Salvador Dalì, Prematura calcificazione stazione ferroviaria,1930

Per capire il tempo

Hai rallentato i tuoi passi mentre sotto la doccia mi regalo ogni mattina questo piccolo spazio di vetri e di piastrelle lucide, nell’illusione di fuggire. Tu, appeso fuori alla parete proprio sopra lo specchio dove rivedrò il mio viso. Tu in solitudine consumi le tue ore e le mie, in attesa di uno sguardo che ti renda consapevole del tuo scandire il tempo con il rigore della goccia che scivola giù dalla pietra.  Scivola e corrode l’incavo della roccia che l’accoglie come un viso colmo di lacrime che attende baci di labbra sconosciute e amate. Baci che all’infinito mai cesseranno.

Hai rallentato il passo. Un bambino davanti allo specchio scopre il suo corpo e dimentica lo sguardo dolce della madre, dimentica i sorrisi della sorella che lo indispettiscono e lo sfidano. Vorrebbe essere un uomo. Davanti a se stesso fa roca la sua voce come quella del padre. Ha inghiottito il fiato, lo trattiene a lungo, allarga il petto, lo vorrebbe vasto come la piazza deserta su cui corre con i pattini per raggiungere il sogno d’essere adulto.
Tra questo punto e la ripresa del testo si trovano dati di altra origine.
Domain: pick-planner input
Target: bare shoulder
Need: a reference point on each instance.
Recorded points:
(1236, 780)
Hai rallentato il passo e mi regali ore a mia insaputa mentre sulla pelle l’acqua tiepida scorre come dita affusolate o esili fili d’erba di quand’ero adolescente. Cercavo nel cielo un segnale, anche solo una carezza e mi stendevo sui prati. Accoglievo la rugiada tra le gambe, sul petto, sulla schiena, tra i capelli. Le mie mani scorrevano alla cieca sull’erba spettinata, a tentoni cercavano la pelle calda dei sassi, la punta tenera di un germoglio che fora la terra, donando luce al buio e a me il senso del futuro senza saperlo

E quando arresto lo scroscio del torrente ed esco dalla gabbia d’acqua, eccomi come fossi giovane. Una luce mi si pone a fianco nello specchio. È lei che mi sfiora con i suoi lunghi capelli e tocca le mie tempie con le labbra. Si apre il vestito. La pelle del suo corpo ha il tepore del sasso e gocce simili alla rugiada la percorrono scendendo sino al pube e lungo le gambe. Nessun incavo le raccoglie, nessuna pietra si consuma. Le mie mani a tentoni la cercano.

Il suo nome ha il suono simile allo scrosciare limpido dell’acqua?
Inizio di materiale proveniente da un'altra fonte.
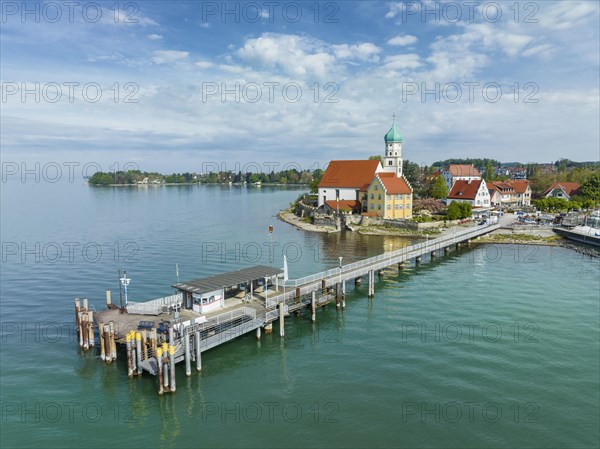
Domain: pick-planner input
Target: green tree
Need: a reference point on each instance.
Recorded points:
(439, 189)
(591, 188)
(458, 210)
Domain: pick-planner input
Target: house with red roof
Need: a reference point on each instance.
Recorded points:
(562, 190)
(369, 186)
(347, 181)
(455, 172)
(475, 192)
(390, 196)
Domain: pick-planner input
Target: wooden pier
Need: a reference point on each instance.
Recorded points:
(160, 333)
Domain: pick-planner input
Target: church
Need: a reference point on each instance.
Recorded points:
(369, 186)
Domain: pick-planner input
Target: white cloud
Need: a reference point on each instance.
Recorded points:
(166, 56)
(402, 40)
(543, 51)
(364, 51)
(399, 62)
(296, 55)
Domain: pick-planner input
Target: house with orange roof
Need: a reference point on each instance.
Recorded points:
(562, 190)
(369, 186)
(475, 192)
(455, 172)
(390, 196)
(347, 181)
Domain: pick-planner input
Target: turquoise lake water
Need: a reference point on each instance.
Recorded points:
(488, 347)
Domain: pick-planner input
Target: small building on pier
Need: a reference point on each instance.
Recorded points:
(212, 293)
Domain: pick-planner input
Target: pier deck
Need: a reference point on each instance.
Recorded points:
(160, 333)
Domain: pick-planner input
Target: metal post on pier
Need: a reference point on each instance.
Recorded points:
(281, 319)
(199, 352)
(138, 350)
(188, 362)
(172, 358)
(159, 368)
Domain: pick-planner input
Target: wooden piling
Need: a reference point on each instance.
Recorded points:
(187, 356)
(138, 352)
(129, 356)
(159, 363)
(102, 348)
(281, 319)
(199, 352)
(172, 366)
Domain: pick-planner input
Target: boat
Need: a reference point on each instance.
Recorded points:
(587, 233)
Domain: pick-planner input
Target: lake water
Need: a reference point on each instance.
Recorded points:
(492, 346)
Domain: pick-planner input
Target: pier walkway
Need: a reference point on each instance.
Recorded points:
(156, 340)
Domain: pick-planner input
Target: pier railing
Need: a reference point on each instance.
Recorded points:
(155, 306)
(402, 253)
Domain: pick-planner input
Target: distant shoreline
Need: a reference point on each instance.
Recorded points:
(270, 184)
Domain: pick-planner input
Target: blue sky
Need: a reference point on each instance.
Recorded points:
(328, 82)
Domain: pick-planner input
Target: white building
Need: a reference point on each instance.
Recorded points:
(474, 192)
(456, 172)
Alzando gli occhi al di sopra dello specchio, vedo le lancette immobili nell’illusione.

 

  1. paola pdr scrive:

    Dialogando con il tempo, il proprio tempo, che scandisce come un orologio le ore che si susseguono senza sosta.
    Il tempo nel suo scorrere pare abbia una ragione tutta sua e fuggitiva.
    Eppure, a volte si/ci concede una pausa.
    Sono quelle pause che in poco spazio ci ricordano le più intense emozioni di una vita ormai lontana che riguadagna la scena e, come per incanto, dona in un attimo l’illusione di essere ancora giovane, di aver appena vissuto quell’esperienza.
    Il corpo anch’esso ha una sua memoria e collabora nella regia.
    E tutto questo prima di tornare davanti ad uno specchio che chiamerei realtà e che rimanda un quadro effettivo, scevro da ogni illusione.
    Mi è piaciuto molto questo scritto, specie l’abbandono sull’erba – la mano che sfiora il germoglio che assaggia la luce dopo tanto buio – Queste emozioni raccontate così minuziosamente fanno intuire a chiunque l’esistenza di un importante scambio energetico tra l’uomo e la natura: ci apparteniamo l’un l’altro, anche se poi, via via questo legame a volte finisce per affievolirsi o cessare senza ritorno.